1905 - Giolitti si dimette con tutto il governo - Nazionalizzazione delle ferrovie.
Il 12 marzo del 1905 cadde il secondo governo Giolitti. Il politico di Dronero rassegnò le dimissioni per motivi di salute. In realtà si era reso conto che la situazione politica non gli era più favorevole: l'avanzata delle opposizioni cattoliche e socialiste alle elezioni generali dell'anno precedente rendeva lo scenario politico più incerto.
Ad aumentare le difficoltà del suo ministero contribuiva l'acceso dibattito parlamentare sulle opportunità o meno di statalizzare le reti ferroviarie delle società convenzionate con lo stato. Era meglio temporeggiare e lasciare che persone di sua fiducia, nel caso specifico, Alessandro Fortis, sbrogliassero la situazione per poi riprendere saldamente il controllo del governo. Il nuovo presidente del consiglio, che rimase in carica solo per pochi mesi, dal 27 marzo 1905 all'8 febbraio 1906, legò il suo nome alla controversa nazionalizzazione delle ferrovie. Con la legge che porta il suo nome (legge 137 del 22 aprile 1905) lo stato si impegnò a rilevare le infrastrutture e il personale della Rete Mediterranea (con 6300 km di strada ferrata); della Rete Adriatica (con 3760 km di ferrovia) e della Rete Sicula (con 1122 km).
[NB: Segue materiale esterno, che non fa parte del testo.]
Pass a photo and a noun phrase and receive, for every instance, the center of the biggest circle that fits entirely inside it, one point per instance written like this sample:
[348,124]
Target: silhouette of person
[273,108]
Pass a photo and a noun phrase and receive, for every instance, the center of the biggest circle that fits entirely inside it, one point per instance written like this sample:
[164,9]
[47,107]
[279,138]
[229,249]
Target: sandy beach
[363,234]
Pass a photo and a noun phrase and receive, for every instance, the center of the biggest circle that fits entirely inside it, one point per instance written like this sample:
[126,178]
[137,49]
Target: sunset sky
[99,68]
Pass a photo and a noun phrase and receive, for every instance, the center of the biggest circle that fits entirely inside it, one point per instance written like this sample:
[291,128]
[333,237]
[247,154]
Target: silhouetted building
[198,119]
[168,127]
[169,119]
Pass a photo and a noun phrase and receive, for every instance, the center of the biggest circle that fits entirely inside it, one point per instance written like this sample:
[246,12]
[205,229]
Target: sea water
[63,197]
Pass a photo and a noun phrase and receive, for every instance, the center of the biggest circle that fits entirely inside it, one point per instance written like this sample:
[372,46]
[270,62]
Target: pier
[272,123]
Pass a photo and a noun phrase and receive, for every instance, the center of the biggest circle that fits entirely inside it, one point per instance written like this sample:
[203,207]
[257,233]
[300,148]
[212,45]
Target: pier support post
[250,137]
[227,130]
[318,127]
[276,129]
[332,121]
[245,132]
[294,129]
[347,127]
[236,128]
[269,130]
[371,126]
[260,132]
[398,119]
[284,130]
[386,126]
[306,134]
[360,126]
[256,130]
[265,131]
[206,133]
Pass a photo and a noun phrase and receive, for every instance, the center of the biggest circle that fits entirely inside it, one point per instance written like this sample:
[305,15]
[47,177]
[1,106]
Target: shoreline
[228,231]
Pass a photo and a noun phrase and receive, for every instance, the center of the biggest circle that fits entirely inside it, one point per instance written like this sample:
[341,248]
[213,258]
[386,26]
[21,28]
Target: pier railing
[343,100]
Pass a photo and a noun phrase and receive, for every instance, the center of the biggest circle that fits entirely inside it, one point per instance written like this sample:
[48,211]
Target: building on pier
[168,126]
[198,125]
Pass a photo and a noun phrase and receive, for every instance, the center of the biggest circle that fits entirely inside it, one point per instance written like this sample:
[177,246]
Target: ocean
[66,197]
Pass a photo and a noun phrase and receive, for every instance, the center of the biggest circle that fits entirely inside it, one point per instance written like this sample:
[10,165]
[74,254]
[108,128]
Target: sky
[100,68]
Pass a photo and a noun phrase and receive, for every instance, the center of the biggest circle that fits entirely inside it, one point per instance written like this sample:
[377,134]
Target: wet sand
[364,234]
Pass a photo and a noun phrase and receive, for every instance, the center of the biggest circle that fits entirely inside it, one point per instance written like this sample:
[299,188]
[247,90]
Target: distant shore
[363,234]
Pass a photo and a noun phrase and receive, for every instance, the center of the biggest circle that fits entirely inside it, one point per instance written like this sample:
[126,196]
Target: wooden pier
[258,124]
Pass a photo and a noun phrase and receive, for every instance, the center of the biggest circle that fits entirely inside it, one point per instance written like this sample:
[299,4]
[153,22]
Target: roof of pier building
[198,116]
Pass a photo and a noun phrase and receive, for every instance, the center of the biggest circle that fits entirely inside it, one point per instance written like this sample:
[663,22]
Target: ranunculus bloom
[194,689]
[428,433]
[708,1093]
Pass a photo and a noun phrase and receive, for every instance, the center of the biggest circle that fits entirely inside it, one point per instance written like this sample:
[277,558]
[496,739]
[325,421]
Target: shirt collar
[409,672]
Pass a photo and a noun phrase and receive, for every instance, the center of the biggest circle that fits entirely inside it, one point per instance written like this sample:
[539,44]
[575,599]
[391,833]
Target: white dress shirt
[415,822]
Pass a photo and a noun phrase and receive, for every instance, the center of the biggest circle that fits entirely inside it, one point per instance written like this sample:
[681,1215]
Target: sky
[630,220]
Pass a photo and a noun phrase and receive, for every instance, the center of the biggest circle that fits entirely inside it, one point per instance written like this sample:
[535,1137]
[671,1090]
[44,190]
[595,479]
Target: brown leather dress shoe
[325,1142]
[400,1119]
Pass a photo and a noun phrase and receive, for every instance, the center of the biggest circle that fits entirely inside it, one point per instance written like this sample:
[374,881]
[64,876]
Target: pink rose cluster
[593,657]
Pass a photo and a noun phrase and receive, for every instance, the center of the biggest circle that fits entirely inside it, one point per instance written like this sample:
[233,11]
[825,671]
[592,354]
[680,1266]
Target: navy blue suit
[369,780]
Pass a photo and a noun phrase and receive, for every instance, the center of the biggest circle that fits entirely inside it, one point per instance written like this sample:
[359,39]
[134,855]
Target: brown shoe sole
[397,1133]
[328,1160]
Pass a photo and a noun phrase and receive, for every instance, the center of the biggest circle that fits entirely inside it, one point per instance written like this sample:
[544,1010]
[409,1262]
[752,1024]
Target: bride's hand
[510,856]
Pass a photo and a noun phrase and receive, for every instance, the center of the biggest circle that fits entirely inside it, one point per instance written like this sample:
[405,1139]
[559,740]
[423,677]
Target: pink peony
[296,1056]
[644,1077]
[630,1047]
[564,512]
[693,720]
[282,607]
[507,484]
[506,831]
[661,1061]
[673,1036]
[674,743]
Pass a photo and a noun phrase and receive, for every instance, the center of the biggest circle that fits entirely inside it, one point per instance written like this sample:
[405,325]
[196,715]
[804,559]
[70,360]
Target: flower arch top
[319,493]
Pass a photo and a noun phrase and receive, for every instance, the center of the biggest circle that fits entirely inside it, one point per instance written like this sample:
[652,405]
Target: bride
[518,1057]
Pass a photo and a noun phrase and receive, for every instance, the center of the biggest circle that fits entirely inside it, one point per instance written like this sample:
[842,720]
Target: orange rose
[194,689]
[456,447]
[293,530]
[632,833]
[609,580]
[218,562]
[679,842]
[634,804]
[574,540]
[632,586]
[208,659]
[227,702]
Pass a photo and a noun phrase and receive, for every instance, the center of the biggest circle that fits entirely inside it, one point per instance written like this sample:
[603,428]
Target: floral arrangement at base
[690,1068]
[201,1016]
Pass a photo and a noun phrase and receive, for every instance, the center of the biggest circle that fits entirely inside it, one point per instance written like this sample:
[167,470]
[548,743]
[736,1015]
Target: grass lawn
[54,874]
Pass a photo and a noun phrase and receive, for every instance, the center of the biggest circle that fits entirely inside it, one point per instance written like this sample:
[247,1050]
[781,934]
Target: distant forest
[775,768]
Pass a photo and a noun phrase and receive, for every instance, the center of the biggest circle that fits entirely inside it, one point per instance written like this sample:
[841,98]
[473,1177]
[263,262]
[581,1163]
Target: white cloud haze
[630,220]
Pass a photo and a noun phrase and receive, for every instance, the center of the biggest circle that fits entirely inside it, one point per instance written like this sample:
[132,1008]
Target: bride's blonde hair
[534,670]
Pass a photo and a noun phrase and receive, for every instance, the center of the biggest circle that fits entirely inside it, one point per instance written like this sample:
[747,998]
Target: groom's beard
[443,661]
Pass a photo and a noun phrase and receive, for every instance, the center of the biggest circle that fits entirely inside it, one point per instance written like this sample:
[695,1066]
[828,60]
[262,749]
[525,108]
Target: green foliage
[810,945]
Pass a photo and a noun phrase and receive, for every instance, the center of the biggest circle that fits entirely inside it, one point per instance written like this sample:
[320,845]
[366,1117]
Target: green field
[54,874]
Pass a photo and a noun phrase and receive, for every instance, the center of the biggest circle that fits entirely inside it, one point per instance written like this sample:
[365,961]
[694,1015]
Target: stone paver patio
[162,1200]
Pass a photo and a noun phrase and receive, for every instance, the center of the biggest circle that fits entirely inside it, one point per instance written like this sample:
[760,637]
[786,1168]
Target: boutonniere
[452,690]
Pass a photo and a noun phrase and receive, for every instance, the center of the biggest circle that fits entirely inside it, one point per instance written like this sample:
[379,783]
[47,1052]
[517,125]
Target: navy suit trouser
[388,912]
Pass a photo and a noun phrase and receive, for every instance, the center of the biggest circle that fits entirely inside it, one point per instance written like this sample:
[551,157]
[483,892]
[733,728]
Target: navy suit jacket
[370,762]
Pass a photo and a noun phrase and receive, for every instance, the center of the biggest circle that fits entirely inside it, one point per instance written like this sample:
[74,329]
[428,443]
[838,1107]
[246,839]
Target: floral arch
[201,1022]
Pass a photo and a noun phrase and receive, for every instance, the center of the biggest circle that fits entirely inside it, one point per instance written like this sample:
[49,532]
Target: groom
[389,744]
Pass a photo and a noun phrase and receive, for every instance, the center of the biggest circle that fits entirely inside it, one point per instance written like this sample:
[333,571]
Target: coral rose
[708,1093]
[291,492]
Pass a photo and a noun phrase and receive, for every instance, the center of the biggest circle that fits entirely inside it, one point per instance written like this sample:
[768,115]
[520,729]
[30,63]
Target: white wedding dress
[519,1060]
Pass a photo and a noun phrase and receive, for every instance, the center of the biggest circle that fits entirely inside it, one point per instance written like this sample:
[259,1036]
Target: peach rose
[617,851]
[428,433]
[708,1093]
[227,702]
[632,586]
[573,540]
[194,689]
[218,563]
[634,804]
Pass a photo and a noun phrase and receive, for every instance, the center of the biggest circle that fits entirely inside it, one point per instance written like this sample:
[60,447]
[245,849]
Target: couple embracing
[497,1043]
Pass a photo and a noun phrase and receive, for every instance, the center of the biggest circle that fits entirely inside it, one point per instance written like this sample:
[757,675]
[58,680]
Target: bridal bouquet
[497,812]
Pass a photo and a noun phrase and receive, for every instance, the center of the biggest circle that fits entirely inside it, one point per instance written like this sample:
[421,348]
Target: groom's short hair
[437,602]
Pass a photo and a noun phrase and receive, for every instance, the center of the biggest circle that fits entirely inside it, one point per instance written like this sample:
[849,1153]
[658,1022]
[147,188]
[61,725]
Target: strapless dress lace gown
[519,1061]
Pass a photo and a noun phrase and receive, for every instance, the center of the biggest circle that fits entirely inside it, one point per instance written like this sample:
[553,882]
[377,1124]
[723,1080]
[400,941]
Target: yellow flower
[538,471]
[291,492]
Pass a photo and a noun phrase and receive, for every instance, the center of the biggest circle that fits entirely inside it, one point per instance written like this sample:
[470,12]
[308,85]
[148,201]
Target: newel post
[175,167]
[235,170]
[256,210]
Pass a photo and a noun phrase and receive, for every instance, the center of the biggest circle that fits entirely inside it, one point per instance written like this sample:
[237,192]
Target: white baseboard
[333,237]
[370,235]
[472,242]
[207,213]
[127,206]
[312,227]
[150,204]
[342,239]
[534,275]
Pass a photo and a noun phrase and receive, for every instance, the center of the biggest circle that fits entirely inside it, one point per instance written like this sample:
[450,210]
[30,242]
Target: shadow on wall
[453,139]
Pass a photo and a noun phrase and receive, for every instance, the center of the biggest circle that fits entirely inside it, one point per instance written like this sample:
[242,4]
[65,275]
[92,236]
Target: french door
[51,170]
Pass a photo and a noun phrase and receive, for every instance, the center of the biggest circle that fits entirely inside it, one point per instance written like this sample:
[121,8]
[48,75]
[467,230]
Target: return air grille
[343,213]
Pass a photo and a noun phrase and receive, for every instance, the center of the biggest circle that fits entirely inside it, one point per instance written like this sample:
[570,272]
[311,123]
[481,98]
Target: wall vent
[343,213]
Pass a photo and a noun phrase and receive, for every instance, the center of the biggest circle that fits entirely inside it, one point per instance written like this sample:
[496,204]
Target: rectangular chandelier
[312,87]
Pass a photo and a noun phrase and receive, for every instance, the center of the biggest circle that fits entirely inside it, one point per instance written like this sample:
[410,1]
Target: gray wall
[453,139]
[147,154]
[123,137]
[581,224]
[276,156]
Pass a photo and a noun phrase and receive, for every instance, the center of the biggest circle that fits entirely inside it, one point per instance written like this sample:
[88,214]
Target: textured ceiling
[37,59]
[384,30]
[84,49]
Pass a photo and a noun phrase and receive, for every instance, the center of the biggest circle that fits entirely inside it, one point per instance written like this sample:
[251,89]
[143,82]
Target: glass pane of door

A causa delle ricorrenti difficoltà economiche sofferte dalle società convenzionate le nuove Ferrovie dello Stato, dirette dall'ingegnere piemontese Riccardo Bianchi, si ritrovarono con impianti e materiale rotabile in pessime condizioni ed era necessario, inoltre, unificare regolamenti e procedure d'esercizio ereditate da gestioni differenti. Il nuovo ente aveva un compito enorme da affrontare, ma nell'arco di pochi mesi furono risolte le criticità maggiori e negli anni successivi fu favorito un sostanziale sviluppo tecnologico della rete con la messa in esercizio di nuove locomotive, carrozza passeggeri e carri merci, mentre la rete fu dotata di moderni dispositivi di segnalazione ed impianti di manovra.